Of all the ailments that people seek an allergist’s care for, one of the most bothersome conditions is hives (i.e., urticaria). A hive can be described as an itchy red blotch or welt that can occur anywhere on the skin. A hive can be flush with the skin or it can be a raised bump. Usually, there are a multitude of hives that occur as opposed to just one hive, although a single hive may occur. The size and shape of a hive is variable as it can be large or small and it can take any shape. Although hives usually itch, they can occur without itching. Hives can also occur internally such as the gastrointestinal system. If the hives occur in the stomach, the individual may experience abdominal pain, abdominal cramping, nausea, and/or vomiting as a result of internal hives. If the hives occur in the throat, the person may feel a tightening of their throat.

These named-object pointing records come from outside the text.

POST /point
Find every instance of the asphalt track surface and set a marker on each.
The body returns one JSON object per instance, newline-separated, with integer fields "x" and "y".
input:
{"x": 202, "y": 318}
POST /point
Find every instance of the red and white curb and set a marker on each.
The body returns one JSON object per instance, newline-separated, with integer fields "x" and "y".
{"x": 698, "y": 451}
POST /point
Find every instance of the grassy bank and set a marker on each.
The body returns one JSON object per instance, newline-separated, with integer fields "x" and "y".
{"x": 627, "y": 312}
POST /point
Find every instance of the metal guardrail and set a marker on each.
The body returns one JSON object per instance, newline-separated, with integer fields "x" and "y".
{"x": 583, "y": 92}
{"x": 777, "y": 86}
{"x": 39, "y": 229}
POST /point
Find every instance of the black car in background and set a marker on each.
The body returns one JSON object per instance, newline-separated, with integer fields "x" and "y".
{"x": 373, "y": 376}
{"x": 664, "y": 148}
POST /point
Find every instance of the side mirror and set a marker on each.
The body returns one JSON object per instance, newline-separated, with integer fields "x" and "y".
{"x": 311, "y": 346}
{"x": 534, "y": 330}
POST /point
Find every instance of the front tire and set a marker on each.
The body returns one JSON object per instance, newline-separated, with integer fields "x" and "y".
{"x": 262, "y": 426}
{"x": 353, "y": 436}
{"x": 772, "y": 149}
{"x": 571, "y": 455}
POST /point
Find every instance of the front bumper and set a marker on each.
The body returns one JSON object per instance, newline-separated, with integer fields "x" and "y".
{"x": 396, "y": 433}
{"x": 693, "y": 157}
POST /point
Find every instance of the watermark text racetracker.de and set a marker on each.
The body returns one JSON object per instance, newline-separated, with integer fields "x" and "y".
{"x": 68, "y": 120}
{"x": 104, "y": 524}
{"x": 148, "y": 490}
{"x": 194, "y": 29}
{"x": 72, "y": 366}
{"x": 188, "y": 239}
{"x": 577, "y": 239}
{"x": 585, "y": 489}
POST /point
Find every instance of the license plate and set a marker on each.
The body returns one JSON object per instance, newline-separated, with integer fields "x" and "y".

There are 2 basic criteria for hives. If one has hives on and off for less than 6 weeks, that person is said to have “acute” urticaria. If, however, the hives last 6 or more weeks, that individual is said to have “chronic” urticaria. Acute urticaria is more common than chronic urticaria and it is not uncommon. Approximately 20-25% of Americans will have hives at some point in their lives. Hives generally last less than 24 hours, but may last longer. They may occur very frequently (i.e., multiple times a day) or occur very rarely, (i.e., one isolated episode). Hives tend to be intermittent (i.e., come and go) as opposed to remaining on the skin for days, weeks, or months like eczema (i.e., atopic dermatitis). Chronic urticaria acts the same as acute urticaria except that the duration of the hives is 6 weeks or greater.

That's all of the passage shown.